La rabbia di sindacati e Confindustria per le ultime modifiche al protocollo

da Roma

Rinnegare l’accordo con la sinistra radicale oppure stracciare il protocollo siglato con Cgil, Cisl Uil e Confindustria. Sono queste le possibilità rimaste al premier Romano Prodi, dopo il «no» pronunciato da sindacati e imprenditori, entrambi infuriati per le modifiche introdotte alla Camera al disegno di legge sul Welfare. Una coperta troppo corta che ieri ha lasciato al freddo la sinistra radicale. Il capogruppo al Senato di Rifondazione comunista Russo Spena ha assicurato che non farà cadere il governo, ma ha anche avvertito: «D’ora in poi anche noi ci sentiremo più liberi». Svincolati dal governo come i liberaldemocratici di Lamberto Dini, che si rifiutano di votare la legge uscita da Montecitorio. Nel mezzo resta il Partito democratico il cui segretario Walter Veltroni è tornato a chiedere un «punto di equilibrio».

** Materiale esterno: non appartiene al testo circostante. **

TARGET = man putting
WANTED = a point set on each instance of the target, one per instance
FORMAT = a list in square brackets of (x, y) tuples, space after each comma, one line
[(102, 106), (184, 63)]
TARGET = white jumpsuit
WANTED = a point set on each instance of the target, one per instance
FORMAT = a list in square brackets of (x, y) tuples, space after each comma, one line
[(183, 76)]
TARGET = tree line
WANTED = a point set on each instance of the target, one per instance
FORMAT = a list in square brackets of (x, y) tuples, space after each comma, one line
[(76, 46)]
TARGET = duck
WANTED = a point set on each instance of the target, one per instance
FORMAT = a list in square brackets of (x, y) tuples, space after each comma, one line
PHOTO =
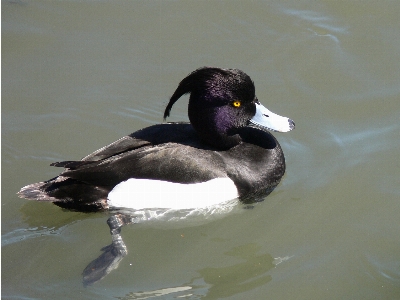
[(225, 152)]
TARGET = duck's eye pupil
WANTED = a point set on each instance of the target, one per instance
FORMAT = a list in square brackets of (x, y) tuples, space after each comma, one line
[(236, 103)]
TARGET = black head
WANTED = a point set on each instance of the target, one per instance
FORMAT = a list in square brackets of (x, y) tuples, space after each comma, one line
[(221, 101)]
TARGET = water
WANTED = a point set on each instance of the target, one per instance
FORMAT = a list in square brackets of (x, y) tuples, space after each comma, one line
[(77, 75)]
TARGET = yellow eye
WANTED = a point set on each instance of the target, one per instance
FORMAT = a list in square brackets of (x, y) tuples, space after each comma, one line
[(236, 103)]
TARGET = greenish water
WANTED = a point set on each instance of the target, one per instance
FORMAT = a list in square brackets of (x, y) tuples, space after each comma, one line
[(77, 75)]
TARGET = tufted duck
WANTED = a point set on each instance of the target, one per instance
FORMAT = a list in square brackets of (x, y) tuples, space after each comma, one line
[(224, 153)]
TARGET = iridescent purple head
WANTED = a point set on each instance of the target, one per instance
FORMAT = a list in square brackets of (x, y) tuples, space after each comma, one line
[(221, 102)]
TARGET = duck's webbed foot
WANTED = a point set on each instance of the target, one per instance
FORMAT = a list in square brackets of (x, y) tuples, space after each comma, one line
[(112, 254)]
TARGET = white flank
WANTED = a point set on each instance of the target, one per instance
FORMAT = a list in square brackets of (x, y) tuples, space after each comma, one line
[(145, 193)]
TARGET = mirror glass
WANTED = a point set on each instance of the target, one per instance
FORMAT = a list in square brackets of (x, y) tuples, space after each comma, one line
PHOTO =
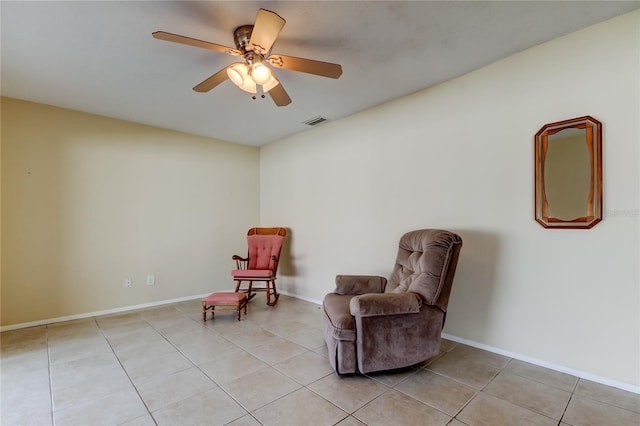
[(568, 165)]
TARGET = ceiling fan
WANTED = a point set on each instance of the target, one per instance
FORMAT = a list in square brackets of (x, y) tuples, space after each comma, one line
[(253, 43)]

Nel merito si tratterebbe di eliminare le costosissime modifiche alla riforma previdenziale e concedere a Prc e Pdci la cancellazione dello staff leasing. Sindacati permettendo. E sempre che alla sinistra basti. Perché, ha avvertito ieri Gennaro Migliore del Prc, «per noi il compromesso è quello votato dalla Camera».